A stranger answered Heyer’s phone when Commander called it. She didn’t know who the person was and was nervous to meet them to retrieve the phone. At the hospital, Commander said, Blair had overheard someone talking about a woman wearing all black, “not making it.”

Heyer’s car was still in the McDonald’s car park. 

“I couldn’t believe of all people she had to be the one who died,” said Commander.

In her last moments, she said, Heyer had seemed stressed and confused. “She was not able to understand why those far-right people were standing up for something so nasty and cruel.” But also in those last moments was Heyer feeling positively part of the counterprotest. 

Since Aug. 12, Commander has not driven down Fourth Street. Heyer would have been “disgusted” by President Trump’s “both sides” comment. “But she wouldn’t have been surprised. That’s who he is, and what he does.”

Heyer was smart and engaged, Commander says, and was one of a few friends with whom Commander could talk about politics and social justice. She was also exercised about the protests over the Dakota Access Pipeline.

I want justice to be served in the best way possible, but it can be hard to trust the justice system to do that when it failed us so many other times.

At the office Commander misses her friend’s good cheer, which was even in evidence when she had cases piled up on her desk. “I really feel her presence missing. I’ve kind of come to terms with the fact she’s not coming back here. It feels so long for me, it feels like a blur. I’ve had four sessions of counseling. I wouldn’t have been able to talk to you before having that.”

Like Wilson, Commander feels she has to attend Fields’ court appearances, “to be there for my friend who was murdered. She would be at the court proceedings for my killer. I also need to show that they are not going to win this. I was really messed up in so many ways. I have two kids [a son of 8 and a daughter of 2] at home, and I couldn’t take care of them for weeks.

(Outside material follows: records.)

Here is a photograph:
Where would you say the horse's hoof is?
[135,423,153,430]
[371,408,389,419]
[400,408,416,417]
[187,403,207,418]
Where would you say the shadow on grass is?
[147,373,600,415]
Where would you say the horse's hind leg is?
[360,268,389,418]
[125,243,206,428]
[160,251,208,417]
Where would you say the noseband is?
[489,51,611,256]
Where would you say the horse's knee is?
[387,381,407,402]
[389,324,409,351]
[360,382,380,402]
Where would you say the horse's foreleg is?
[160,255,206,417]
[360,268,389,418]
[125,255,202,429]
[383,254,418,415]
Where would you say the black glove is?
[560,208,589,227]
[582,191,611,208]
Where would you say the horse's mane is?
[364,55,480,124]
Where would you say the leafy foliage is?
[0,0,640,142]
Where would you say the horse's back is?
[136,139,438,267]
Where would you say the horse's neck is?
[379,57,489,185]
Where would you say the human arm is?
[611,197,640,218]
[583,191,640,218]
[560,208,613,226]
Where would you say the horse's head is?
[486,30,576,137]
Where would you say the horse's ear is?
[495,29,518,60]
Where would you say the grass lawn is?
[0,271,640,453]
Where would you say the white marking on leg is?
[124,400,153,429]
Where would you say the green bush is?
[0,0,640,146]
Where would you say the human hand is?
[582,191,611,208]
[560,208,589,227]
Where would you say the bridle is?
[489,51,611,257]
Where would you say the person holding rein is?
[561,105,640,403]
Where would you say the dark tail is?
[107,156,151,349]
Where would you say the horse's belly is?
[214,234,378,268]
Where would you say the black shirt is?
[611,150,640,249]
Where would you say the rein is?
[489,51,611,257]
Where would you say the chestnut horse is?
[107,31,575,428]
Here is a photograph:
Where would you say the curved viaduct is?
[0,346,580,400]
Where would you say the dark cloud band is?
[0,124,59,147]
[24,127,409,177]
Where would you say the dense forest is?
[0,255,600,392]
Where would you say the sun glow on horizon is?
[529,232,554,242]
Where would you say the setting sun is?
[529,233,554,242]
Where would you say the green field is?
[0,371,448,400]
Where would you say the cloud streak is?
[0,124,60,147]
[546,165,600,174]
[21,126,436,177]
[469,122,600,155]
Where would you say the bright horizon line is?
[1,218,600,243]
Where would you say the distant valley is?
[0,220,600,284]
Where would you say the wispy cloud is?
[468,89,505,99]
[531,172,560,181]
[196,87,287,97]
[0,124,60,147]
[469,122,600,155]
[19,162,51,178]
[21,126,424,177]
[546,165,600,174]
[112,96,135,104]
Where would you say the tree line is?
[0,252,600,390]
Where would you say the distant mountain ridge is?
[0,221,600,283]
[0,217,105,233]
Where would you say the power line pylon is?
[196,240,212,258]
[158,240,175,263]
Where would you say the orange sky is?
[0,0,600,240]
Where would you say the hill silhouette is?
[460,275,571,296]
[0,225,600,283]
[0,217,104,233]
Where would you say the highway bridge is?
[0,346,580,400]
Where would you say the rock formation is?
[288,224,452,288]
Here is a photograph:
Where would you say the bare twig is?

“I want justice to be served in the best way possible, but it can be hard to trust the justice system to do that when it failed us so many other times. What I don’t want to see happen is an insanity plea.”

The possibility of another event like the “Unite the Right” rally, and what happened around it, makes Commander “sick to the stomach.”

It’s amazing to see the memorial graffiti at the spot where Heyer was struck, she says, and to see the people reading those words.

“People around Heather knew her, but she wasn’t a well-known girl,” says Commander. “Now the whole world knows her name, and that’s awesome.”